Restrictions de la transférabilité des actions nominatives : tout ne peut pas figurer dans les statuts

Certains actionnaires ou membres du conseil d’administration d’une société anonyme de droit suisse pourraient être tentés de faire figurer dans les statuts de la société différentes dispositions restreignant le transfert d’actions nominatives. En cela, ils espèrent être mieux protégés, car ce qui figure dans les statuts est public et peut être opposé à tout tiers, même de bonne foi.


Cette pratique a été souvent admise par le passé et l’on trouve encore des statuts de sociétés anonymes prévoyant des dispositions précisant à quelles conditions précises, souvent étroites, et dans quelles circonstances les actions nominatives composant le capital-social peuvent être transférées.
Ceci n’est toutefois pas correct en droit actuel car ces dispositions se heurtent au texte clair de l’article 685b CO.


Cet article précise tout d’abord quelles sont les dispositions qui peuvent restreindre la transférabilité des actions nominatives. Mis à part le cas où l’acquéreur refuse de confirmer qu’il acquiert les actions en son nom ou pour son propre compte, la loi en prévoit deux et seulement deux, soit :


  • Premièrement, la loi prévoit que le transfert peut être restreint pour un « juste motif ». L’article 685b alinéa 2 CO stipule que l’on peut entendre par « juste motif » le respect de l’indépendance économique de la société ou la poursuite de son but social eu égard à la composition de l’actionnariat de la société. Ainsi, il est valable en droit pour la société de se prémunir contre la cession d’actions par un actionnaire à un concurrent de cette société ou à un tiers dont il est justifié de penser qu’il pourrait nuire ou atteindre à la poursuite du but statutaire de la société, s’il fait partie de l’actionnariat.
  • Deuxièmement, l’article 685b CO stipule que la société peut en tout temps éviter le transfert d’actions à un tiers en offrant à l’actionnaire cédant de lui racheter ses actions à leur valeur réelle. Les dispositions légales pour actions propres restent cependant applicables. La société peut toutefois également exercer ce droit non seulement pour elle-même, mais pour d’autres actionnaires ou même pour des tiers.

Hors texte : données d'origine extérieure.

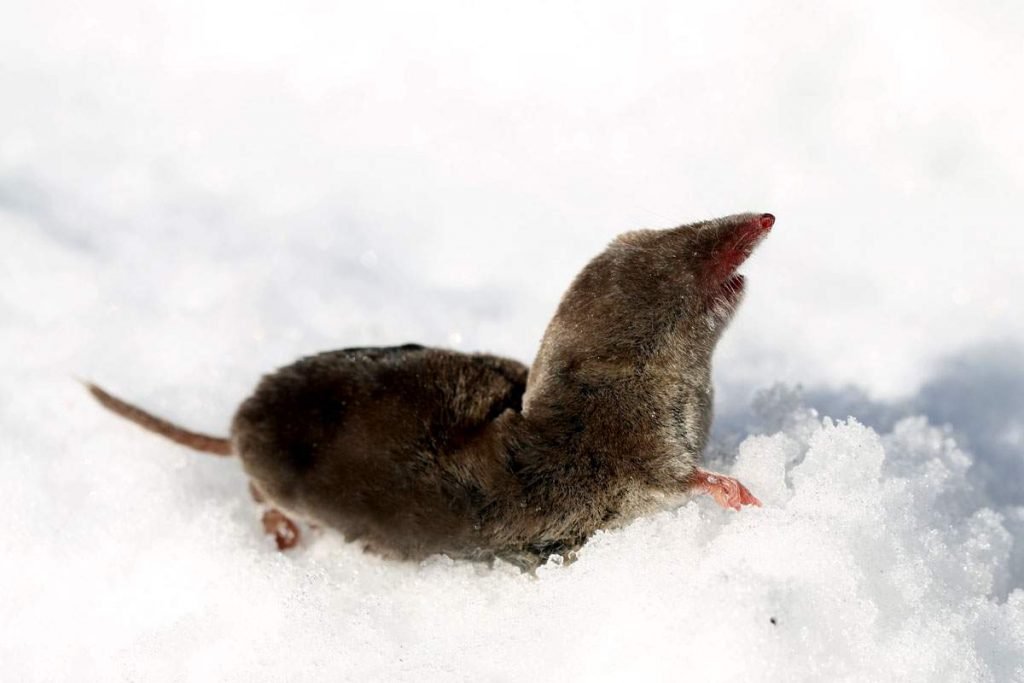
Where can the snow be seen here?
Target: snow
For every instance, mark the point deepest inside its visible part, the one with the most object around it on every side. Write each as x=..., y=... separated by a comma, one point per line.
x=192, y=195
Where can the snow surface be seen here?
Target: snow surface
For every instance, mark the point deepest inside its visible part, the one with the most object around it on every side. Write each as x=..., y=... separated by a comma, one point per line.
x=195, y=193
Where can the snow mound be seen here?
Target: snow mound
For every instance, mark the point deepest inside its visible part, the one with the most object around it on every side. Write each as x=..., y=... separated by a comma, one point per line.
x=873, y=558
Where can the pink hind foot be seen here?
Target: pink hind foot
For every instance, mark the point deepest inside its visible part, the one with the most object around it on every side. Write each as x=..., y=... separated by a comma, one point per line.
x=727, y=492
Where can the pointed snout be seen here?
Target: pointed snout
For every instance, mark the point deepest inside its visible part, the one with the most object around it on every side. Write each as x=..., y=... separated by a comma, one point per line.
x=728, y=242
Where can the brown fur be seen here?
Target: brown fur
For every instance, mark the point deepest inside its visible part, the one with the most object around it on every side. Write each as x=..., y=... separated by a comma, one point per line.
x=417, y=451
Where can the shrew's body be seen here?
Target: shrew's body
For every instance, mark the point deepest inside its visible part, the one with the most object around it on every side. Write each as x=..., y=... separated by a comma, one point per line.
x=417, y=451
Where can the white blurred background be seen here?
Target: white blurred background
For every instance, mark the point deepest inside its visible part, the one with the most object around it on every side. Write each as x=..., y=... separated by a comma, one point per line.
x=193, y=194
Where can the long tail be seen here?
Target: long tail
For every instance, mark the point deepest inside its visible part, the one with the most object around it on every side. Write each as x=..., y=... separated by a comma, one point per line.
x=204, y=442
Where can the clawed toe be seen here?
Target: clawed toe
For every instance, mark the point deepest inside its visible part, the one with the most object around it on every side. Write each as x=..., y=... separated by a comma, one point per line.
x=285, y=531
x=726, y=491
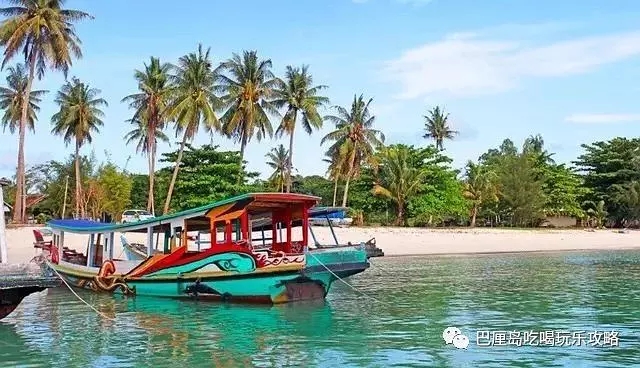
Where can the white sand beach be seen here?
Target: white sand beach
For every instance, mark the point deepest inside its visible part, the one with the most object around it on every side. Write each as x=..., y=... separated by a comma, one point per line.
x=407, y=241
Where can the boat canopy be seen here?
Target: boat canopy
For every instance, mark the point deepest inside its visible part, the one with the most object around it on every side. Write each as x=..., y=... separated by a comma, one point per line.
x=197, y=219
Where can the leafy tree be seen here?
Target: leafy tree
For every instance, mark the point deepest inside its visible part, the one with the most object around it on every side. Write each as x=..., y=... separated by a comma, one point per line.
x=208, y=175
x=300, y=97
x=193, y=105
x=278, y=160
x=353, y=137
x=437, y=127
x=12, y=99
x=609, y=167
x=247, y=85
x=78, y=117
x=562, y=189
x=314, y=185
x=150, y=116
x=596, y=212
x=43, y=32
x=480, y=188
x=115, y=189
x=139, y=188
x=140, y=136
x=398, y=179
x=521, y=190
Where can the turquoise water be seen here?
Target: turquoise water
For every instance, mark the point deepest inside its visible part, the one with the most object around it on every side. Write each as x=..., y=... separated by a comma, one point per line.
x=416, y=298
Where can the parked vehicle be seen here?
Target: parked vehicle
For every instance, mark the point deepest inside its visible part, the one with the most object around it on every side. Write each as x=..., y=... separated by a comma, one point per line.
x=136, y=215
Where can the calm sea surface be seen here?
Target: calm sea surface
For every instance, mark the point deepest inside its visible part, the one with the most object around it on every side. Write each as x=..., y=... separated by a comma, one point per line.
x=416, y=298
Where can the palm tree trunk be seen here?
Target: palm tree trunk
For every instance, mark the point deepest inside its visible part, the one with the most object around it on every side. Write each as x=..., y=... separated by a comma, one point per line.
x=175, y=174
x=290, y=160
x=243, y=145
x=474, y=214
x=151, y=147
x=78, y=195
x=349, y=174
x=19, y=209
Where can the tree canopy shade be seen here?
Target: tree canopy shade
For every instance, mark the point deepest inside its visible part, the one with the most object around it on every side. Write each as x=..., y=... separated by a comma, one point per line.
x=437, y=127
x=247, y=86
x=207, y=175
x=193, y=103
x=278, y=159
x=12, y=98
x=79, y=116
x=611, y=169
x=300, y=97
x=43, y=32
x=150, y=114
x=354, y=137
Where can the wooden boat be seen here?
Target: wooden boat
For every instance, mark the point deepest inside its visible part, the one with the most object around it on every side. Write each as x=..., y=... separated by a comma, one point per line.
x=136, y=251
x=238, y=264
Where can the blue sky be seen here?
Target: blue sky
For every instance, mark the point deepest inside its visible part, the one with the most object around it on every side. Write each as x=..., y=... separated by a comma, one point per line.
x=565, y=69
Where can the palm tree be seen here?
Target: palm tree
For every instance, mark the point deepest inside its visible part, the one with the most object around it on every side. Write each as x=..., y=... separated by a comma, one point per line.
x=337, y=168
x=354, y=135
x=278, y=161
x=194, y=103
x=43, y=32
x=437, y=127
x=79, y=116
x=298, y=94
x=247, y=85
x=140, y=136
x=11, y=100
x=397, y=179
x=479, y=188
x=150, y=105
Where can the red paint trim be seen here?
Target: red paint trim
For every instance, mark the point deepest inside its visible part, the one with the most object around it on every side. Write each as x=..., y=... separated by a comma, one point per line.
x=181, y=257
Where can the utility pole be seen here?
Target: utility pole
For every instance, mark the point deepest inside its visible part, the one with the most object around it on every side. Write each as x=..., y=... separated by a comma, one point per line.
x=3, y=238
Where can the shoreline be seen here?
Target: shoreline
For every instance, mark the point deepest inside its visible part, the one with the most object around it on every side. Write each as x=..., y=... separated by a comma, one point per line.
x=409, y=242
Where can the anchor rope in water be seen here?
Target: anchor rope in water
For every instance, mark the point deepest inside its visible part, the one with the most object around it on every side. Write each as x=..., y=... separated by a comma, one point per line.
x=343, y=281
x=76, y=294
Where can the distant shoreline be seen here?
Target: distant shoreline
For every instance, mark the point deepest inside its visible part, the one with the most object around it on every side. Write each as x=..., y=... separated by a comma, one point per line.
x=407, y=241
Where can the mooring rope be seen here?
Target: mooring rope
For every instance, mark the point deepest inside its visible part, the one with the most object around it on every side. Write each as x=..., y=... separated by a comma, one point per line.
x=76, y=294
x=343, y=281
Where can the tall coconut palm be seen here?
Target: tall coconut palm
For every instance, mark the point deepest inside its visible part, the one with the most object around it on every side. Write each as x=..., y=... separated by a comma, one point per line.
x=12, y=97
x=300, y=97
x=353, y=135
x=140, y=136
x=247, y=85
x=78, y=117
x=150, y=105
x=43, y=32
x=480, y=188
x=437, y=127
x=278, y=161
x=193, y=104
x=397, y=179
x=337, y=168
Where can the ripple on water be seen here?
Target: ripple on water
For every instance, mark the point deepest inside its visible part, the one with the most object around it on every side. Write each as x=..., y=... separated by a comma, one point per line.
x=412, y=300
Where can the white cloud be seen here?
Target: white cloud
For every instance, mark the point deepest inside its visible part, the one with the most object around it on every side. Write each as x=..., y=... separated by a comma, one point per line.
x=602, y=118
x=465, y=64
x=409, y=2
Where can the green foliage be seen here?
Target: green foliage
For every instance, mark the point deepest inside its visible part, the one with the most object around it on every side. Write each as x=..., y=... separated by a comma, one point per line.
x=610, y=170
x=115, y=189
x=207, y=175
x=139, y=190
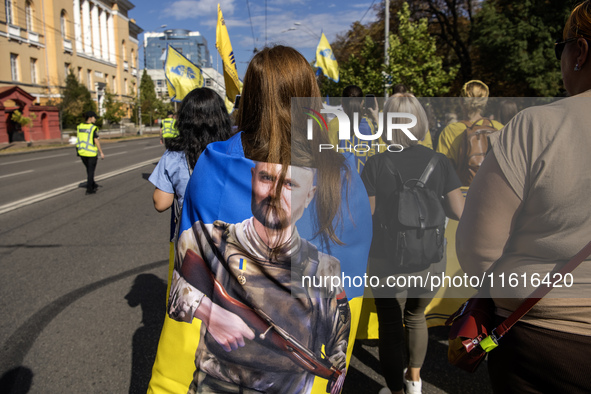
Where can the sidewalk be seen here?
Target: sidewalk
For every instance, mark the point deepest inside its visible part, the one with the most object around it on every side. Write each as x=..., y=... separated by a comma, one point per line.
x=106, y=136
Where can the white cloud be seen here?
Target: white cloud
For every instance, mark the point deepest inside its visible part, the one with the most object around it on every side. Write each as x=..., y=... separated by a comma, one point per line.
x=187, y=9
x=281, y=27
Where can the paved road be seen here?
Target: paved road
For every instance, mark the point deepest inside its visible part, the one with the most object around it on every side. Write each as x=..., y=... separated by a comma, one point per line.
x=26, y=176
x=82, y=284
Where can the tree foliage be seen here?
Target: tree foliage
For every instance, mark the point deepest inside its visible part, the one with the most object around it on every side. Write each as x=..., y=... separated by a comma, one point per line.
x=515, y=41
x=76, y=100
x=413, y=58
x=505, y=43
x=413, y=62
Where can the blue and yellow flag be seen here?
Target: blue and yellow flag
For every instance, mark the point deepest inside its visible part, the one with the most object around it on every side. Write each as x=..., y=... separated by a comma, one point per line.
x=222, y=43
x=182, y=76
x=325, y=59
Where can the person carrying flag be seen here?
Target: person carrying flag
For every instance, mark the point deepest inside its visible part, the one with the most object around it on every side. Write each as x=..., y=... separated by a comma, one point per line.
x=168, y=128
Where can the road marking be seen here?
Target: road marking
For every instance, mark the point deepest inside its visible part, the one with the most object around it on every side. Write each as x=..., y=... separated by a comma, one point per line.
x=115, y=154
x=16, y=173
x=37, y=158
x=72, y=186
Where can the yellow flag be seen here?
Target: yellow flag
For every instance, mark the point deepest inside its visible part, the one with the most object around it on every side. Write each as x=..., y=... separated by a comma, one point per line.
x=222, y=43
x=325, y=59
x=182, y=76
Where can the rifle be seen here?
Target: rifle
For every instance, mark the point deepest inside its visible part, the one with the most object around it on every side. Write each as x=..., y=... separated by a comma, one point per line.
x=198, y=274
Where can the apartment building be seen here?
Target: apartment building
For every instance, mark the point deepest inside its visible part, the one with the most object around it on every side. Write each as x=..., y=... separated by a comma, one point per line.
x=41, y=41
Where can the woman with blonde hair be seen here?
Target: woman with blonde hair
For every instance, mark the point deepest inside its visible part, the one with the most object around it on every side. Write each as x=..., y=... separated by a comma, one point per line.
x=527, y=203
x=474, y=99
x=401, y=310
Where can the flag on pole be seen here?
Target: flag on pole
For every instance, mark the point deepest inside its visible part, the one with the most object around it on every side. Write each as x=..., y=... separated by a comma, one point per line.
x=222, y=43
x=325, y=59
x=182, y=76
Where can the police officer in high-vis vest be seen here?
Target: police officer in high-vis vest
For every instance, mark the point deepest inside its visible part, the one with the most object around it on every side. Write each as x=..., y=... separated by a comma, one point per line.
x=168, y=128
x=88, y=148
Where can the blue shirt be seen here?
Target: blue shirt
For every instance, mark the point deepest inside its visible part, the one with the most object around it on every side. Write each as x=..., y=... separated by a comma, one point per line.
x=171, y=175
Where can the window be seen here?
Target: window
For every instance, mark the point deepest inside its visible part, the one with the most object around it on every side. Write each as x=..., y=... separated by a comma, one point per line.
x=29, y=15
x=14, y=66
x=64, y=24
x=33, y=71
x=9, y=12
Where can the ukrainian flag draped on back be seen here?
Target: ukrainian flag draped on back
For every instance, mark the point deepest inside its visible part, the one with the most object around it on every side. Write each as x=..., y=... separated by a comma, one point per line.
x=222, y=43
x=325, y=59
x=182, y=76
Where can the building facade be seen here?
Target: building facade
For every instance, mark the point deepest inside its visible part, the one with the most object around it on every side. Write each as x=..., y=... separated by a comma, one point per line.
x=190, y=43
x=41, y=41
x=211, y=79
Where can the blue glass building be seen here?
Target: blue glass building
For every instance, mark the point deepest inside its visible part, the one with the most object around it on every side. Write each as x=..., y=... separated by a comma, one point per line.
x=190, y=43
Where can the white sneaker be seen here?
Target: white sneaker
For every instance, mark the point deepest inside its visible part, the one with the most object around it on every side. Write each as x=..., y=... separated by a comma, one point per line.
x=413, y=387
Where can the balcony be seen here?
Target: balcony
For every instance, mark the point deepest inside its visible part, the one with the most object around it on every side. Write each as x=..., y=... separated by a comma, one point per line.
x=68, y=46
x=14, y=32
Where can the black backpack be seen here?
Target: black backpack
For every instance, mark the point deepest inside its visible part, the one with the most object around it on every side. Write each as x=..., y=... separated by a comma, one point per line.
x=413, y=225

Ces deux cas mis à part, les statuts ne peuvent comporter d’autres clauses restreignant le transfert d’actions nominatives comme des clauses accordant aux autres actionnaires un droit de préemption ou un droit de premier refus. C’est ce que confirme l’alinéa 7 de l’article 685b CO.


Ces clauses ne peuvent figurer que dans une convention d’actionnaires signée entre les actionnaires. Cette convention est un contrat privé entre les actionnaires. La société peut y être partie, mais cela n’est pas nécessaire ni même forcément conseillé.


Les clauses de cette convention d’actionnaires ne seront donc pas opposables à des tiers de bonne foi qui n’en n’auraient pas eu connaissance et qui se trouveront donc protégés, même si l’acquisition à laquelle ils ont été parties viole les termes de la convention d’actionnaires.


Par ailleurs, ce régime n’est applicable qu’au transfert d’actions nominatives, celui d’actions au porteur restant plus libéral, l’article 685b CO ne s’appliquant à notre sens pas à ces dernières, permettant d’insérer dans les statuts des clauses plus restrictives concernant la transférabilité de ce type d’actions, cela de pair avec le régime nouvellement institué par les articles 697i et suivants CO.